A new trend will focus on the delicate juncture of politics and technology today, as advocates of wireless technology ride the coattails of Super Tuesday.
It’s happening in all aspects of the process, from campaigns to voter registration to election security.
Limbo, a startup in Burlingame, Calif., which conducts mobile marketing for brands like Disney and Toyota, says it found in a test that mobile advertising to build candidate awareness works for elections no better or worse than for any other kind of advertising.

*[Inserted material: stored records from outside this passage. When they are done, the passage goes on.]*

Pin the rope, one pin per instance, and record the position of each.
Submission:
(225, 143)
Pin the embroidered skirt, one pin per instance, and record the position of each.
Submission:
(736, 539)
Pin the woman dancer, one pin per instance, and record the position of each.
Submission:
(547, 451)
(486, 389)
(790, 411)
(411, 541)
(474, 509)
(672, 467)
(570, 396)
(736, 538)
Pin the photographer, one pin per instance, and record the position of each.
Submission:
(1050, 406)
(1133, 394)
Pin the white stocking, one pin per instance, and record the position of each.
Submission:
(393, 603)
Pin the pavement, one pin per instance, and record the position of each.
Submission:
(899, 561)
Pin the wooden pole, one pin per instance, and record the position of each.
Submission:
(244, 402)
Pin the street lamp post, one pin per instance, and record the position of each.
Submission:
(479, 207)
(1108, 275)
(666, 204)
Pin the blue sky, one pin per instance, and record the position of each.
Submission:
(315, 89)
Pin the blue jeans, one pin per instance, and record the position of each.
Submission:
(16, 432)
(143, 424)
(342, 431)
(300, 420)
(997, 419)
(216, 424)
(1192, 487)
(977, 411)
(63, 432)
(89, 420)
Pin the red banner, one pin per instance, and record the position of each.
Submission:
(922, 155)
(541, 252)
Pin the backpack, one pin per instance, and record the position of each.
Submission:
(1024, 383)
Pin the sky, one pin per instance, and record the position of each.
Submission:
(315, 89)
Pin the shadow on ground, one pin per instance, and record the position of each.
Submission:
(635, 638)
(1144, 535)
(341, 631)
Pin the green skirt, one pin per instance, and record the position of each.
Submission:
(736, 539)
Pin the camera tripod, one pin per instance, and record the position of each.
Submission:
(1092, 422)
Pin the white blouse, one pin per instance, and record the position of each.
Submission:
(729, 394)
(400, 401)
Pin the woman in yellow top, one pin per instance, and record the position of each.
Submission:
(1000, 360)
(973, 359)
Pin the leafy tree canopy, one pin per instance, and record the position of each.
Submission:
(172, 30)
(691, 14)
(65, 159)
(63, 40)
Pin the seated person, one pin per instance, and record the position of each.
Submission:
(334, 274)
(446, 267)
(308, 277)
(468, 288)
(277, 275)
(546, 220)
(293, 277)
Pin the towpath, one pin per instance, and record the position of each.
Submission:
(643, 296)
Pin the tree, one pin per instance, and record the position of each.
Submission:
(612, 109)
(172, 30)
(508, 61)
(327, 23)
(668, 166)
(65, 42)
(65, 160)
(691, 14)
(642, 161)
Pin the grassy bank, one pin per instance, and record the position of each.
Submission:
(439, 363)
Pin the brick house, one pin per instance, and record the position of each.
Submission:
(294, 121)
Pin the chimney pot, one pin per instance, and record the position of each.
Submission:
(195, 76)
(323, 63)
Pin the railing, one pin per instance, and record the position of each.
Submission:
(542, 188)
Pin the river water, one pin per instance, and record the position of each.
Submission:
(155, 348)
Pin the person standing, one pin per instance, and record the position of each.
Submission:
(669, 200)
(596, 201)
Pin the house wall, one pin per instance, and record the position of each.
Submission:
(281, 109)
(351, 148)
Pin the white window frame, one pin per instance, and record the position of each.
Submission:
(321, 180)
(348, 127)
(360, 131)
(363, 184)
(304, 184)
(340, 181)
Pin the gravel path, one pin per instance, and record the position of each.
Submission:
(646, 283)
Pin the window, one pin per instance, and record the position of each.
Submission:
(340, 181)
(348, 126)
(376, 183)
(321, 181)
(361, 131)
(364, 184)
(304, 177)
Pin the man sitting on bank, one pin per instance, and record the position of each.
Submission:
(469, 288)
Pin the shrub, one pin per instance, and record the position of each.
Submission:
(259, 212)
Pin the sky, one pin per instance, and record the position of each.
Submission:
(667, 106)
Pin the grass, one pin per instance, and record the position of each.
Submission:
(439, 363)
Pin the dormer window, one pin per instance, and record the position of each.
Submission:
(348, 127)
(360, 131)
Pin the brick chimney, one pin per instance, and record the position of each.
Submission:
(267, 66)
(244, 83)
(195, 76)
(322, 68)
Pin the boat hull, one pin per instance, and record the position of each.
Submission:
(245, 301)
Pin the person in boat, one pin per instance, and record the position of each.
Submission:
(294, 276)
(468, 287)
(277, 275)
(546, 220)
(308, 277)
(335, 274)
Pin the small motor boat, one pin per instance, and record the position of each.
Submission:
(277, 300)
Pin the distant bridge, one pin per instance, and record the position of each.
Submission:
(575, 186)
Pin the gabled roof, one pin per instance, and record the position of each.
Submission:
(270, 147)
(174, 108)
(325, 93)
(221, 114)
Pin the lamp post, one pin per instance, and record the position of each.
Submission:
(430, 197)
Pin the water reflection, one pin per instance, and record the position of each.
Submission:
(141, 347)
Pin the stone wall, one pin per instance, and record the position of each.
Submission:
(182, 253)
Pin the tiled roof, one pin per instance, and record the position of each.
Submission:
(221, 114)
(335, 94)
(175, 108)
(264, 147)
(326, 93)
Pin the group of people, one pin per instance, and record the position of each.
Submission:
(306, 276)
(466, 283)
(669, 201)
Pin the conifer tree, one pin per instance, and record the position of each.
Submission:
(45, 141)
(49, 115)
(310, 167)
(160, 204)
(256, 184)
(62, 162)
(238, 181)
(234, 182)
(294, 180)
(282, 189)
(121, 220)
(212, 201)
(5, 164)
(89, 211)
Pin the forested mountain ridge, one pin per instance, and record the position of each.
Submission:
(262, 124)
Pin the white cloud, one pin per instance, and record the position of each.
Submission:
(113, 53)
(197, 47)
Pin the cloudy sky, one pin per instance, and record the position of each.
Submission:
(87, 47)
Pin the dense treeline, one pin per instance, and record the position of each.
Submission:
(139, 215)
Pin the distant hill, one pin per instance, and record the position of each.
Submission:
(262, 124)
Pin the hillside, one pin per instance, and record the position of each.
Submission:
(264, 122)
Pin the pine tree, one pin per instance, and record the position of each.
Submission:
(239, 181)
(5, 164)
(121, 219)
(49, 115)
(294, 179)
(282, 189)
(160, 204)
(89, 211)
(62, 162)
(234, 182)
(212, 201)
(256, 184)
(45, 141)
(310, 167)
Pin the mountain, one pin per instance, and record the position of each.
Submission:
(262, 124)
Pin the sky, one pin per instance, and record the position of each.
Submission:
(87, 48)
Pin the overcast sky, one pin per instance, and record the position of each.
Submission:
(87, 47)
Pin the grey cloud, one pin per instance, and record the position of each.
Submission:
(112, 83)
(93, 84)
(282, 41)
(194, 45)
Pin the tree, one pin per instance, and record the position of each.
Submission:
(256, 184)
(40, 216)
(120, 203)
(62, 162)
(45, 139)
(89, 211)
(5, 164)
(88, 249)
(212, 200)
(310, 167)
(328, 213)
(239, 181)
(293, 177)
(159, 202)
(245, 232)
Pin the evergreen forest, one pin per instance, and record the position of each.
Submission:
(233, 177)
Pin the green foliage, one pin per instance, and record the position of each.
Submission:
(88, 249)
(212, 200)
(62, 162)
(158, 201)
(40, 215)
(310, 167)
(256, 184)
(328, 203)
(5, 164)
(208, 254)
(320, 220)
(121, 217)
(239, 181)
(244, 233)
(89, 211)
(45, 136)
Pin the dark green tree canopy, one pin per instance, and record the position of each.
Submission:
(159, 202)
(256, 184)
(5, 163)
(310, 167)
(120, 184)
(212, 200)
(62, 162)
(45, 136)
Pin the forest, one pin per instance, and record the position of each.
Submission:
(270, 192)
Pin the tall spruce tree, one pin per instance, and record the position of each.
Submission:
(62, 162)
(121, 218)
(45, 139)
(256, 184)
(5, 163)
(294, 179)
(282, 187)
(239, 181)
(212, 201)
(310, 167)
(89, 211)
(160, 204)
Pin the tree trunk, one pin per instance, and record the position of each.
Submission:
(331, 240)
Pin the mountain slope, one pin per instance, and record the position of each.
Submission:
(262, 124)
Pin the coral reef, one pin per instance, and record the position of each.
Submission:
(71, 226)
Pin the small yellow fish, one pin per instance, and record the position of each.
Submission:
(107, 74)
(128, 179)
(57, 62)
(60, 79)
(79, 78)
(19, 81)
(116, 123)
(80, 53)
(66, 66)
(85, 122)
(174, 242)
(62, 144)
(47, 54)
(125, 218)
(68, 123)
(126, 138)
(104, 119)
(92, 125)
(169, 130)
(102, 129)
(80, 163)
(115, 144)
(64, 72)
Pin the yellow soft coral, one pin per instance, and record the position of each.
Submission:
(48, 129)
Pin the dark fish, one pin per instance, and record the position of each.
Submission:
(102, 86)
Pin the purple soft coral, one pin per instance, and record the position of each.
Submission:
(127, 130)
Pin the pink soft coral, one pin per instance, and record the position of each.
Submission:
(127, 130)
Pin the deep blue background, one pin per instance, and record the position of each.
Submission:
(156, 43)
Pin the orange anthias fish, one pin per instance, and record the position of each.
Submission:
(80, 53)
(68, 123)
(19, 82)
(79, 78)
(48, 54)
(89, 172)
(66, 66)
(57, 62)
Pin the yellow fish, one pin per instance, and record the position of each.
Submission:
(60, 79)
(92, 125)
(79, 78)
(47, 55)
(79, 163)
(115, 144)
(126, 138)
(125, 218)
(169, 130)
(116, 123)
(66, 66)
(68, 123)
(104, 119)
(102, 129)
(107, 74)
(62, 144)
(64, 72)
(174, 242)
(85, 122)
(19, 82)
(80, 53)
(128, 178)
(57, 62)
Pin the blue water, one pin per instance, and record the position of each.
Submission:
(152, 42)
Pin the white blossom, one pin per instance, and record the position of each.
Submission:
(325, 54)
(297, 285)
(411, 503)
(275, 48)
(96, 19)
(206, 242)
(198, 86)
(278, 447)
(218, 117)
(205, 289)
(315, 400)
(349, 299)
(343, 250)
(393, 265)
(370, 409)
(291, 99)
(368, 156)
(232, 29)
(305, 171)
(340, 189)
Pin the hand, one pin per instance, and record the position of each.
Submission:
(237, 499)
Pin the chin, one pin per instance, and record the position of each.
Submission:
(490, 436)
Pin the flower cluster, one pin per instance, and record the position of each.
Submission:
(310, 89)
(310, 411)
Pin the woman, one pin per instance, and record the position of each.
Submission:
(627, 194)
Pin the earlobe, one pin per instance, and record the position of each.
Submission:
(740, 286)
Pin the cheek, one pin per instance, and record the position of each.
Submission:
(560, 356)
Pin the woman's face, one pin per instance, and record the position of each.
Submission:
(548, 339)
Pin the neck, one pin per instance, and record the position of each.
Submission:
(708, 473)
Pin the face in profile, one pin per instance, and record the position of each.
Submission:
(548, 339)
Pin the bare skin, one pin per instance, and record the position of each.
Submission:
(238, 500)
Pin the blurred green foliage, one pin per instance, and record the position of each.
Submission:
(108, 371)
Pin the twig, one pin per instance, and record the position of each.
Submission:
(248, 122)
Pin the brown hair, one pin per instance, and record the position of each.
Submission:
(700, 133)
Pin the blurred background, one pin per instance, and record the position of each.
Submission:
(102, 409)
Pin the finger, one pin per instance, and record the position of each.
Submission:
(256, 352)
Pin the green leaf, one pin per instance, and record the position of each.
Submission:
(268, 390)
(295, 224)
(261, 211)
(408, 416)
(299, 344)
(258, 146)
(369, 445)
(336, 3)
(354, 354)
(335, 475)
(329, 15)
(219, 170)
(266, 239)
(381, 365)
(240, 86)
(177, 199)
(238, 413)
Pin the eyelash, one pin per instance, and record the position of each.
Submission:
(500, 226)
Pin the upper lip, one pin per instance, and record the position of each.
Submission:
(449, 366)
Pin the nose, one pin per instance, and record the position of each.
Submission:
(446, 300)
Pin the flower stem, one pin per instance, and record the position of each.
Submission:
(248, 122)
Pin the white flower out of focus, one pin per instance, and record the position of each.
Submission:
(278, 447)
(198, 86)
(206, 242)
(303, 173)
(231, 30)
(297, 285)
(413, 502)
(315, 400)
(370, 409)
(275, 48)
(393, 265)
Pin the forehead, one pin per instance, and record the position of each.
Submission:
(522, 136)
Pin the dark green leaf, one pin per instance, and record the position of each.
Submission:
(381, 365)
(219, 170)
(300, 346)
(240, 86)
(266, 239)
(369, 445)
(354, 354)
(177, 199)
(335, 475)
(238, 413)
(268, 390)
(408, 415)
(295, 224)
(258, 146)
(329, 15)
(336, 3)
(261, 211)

AT&T and the Rock the Vote organization are partnering to reach young voters. “Voters will be able to opt-in to get election and voter-registration news and reminders by text message, and will be able to download exclusive celebrity ringtones that promote the importance of voting. The campaign also will include text-polling, reports from student journalists and event sponsorships, among other initiatives. Content from the program will be made available to voters of all ages,” AT&T explains in its media kit.
But there is a fine line between using wireless technology for good and bad, said Rebecca Mercuri, who is president of Notable Software and sits on an IEEE committee advising the U.S. Election Assistance Commission. For example, voters could use a mobile phone to photograph their completed ballot, and then e-mail that image to someone who has paid them for a vote – taking a photo of a ballot is already illegal in Italy, she said. Meanwhile, wireless technology in the actual voting machines is not illegal in most states, so that manufacturers can more easily update and maintain many systems at once.
Whether that same technology is used by pollsters, and whether it could be used by malicious hackers for voting fraud or for denial-of-service attacks is a highly controversial topic, she said.
Within the IEEE committee, “We had many arguments,” she said. “Any of those [methods] could be going on at the Super Tuesday level.”